Janet Hill, interim administrator at the Rock Island County Health Department says the finding isn’t a surprise.
“West Nile is something that is endemic to our area every summer. It’s not surprising that we’ve had a mosquito test positive for it.” The health department monitors mosquitos for West Nile virus from the beginning of summer to the first frost. “Whenever you see mosquitoes, that’s when West Nile could be circulating,” said Hill. “It is typically found more in the later summer than the beginning of the summer but that is not always the case.”
For the most part, the virus isn’t something that Quad City residents need to worry about. “West Nile for most people is not a big deal,” said Hill. “Some people don’t even show symptoms, but for some people, particularly those older than 50 or who are immunocompromised, it can be a really uncomfortable situation for a few days or a few weeks. In rare cases, it develops into very serious illnesses and some people may die.”
The symptoms of West Nile include nausea, fever, headaches and muscle aches, but these are also symptoms of other disorders. Hill says a bit of detective work may be necessary to figure out symptom causes. “If you notice that you have mosquito bites on you, maybe that’s something that you should tell your healthcare provider. The headache and muscle aches, those are more flu like symptoms as opposed to cold or allergy symptoms. We’re out of season for flu, so it could be something a little bit more serious than just your common cold or even COVID. COVID is not particularly associated with muscle aches, but it does have some nausea and headache and sometimes it has fever, sometimes it doesn’t.” Just like with COVID, the only way to know for sure someone has West Nile is to be tested.”
Hill stresses discussing symptoms with a healthcare provider if someone thinks they’ve been exposed or have symptoms that aren’t manageable at home, but there’s no cause for alarm. “People who are younger than 50 and are healthy and those who are older than 50 who are healthy really don’t have a lot to be worried about. You know your body, you know when you are feeling worse than your typical cold or your typical flu. That’s when you should reach out to your healthcare provider.”
While there is no vaccination for West Nile, common sense will help most people avoid it. “For most people, the best way to not get sick is to reduce their exposure. If you’re going to be outside, be sure to put on bug repellent. Make sure that your doors and windows have screens on them. Eliminate sources of standing water where mosquitoes can breed.”

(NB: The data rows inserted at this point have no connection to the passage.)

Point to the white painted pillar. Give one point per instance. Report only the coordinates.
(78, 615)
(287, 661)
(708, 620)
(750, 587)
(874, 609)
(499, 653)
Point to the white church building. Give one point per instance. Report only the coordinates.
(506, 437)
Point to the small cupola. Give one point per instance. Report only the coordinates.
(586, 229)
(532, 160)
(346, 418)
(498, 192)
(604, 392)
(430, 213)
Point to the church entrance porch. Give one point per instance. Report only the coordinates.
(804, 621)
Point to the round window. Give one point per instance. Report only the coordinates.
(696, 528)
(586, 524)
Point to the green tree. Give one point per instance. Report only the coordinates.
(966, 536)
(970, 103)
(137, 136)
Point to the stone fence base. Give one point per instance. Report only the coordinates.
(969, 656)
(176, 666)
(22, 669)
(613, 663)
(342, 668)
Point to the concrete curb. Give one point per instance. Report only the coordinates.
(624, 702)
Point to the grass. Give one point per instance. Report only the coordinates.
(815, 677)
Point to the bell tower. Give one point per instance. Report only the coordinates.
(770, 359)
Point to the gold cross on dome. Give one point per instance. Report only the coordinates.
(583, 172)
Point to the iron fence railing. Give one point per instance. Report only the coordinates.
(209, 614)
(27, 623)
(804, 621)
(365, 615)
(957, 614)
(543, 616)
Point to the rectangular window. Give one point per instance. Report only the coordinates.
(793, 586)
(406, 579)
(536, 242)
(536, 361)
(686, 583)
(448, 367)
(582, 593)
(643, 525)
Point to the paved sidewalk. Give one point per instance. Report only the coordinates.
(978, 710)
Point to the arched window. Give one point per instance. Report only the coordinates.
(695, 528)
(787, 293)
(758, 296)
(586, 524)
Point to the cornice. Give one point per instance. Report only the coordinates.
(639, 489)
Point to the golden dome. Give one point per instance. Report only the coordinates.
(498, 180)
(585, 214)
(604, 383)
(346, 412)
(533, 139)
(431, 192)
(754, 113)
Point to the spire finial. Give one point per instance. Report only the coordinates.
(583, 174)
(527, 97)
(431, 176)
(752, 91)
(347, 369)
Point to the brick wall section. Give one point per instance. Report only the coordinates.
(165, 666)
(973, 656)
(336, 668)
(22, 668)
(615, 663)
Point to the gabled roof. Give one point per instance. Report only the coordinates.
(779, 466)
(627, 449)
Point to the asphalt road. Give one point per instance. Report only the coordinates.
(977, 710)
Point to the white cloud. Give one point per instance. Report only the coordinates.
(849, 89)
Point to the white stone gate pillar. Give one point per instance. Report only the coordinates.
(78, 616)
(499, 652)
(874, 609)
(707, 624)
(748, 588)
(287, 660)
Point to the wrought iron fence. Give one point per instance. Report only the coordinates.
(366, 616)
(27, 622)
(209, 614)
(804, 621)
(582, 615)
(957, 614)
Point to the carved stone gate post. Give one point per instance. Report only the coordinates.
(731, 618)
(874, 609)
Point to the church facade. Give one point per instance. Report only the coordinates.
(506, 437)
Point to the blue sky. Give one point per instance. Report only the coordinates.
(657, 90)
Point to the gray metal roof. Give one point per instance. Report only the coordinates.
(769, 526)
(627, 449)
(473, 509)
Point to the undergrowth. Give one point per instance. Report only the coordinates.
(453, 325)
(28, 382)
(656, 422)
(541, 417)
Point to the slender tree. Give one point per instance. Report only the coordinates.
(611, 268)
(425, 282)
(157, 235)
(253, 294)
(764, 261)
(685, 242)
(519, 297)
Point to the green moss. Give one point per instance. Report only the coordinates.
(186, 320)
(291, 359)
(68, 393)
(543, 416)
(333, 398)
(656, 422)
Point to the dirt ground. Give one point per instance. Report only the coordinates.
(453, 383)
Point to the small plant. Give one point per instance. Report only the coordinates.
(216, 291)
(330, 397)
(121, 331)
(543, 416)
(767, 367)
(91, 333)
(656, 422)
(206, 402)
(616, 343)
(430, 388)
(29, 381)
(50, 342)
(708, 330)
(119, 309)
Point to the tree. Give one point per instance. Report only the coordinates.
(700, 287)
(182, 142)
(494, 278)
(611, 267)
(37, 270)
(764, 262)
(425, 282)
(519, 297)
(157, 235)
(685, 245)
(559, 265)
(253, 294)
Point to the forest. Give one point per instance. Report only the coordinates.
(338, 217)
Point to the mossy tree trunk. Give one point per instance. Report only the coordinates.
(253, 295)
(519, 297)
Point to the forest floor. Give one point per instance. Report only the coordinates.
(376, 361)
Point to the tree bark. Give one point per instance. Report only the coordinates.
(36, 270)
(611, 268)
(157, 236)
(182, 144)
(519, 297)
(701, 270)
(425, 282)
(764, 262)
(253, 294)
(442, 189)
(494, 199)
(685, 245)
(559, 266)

Hill says West Nile can also infect pets and livestock, but there’s no need to run after them with bug spray. “The most important aspects are the 3Rs and that’s Reduce, Repel and Report. Reduce your exposure, make sure you wear bug repellent, fix your screens and eliminate standing water. If your child has a pool, make sure that you empty the pool every night and then turn it upside down. You Repel it by wearing bug spray with DEET, wearing long pants and long sleeve shirts and avoiding the dusk hours. Then Report it to us.”
Hill urges people to call the Environmental Health Department at (309) 558-2840 if they find a dead bird that doesn’t look like it’s died from some sort of trauma. “If you find a dead bird in your yard or near someplace that looks like it’s not been hit by a car or something, just lying dead on the ground, give us a call. We may want to test that bird.”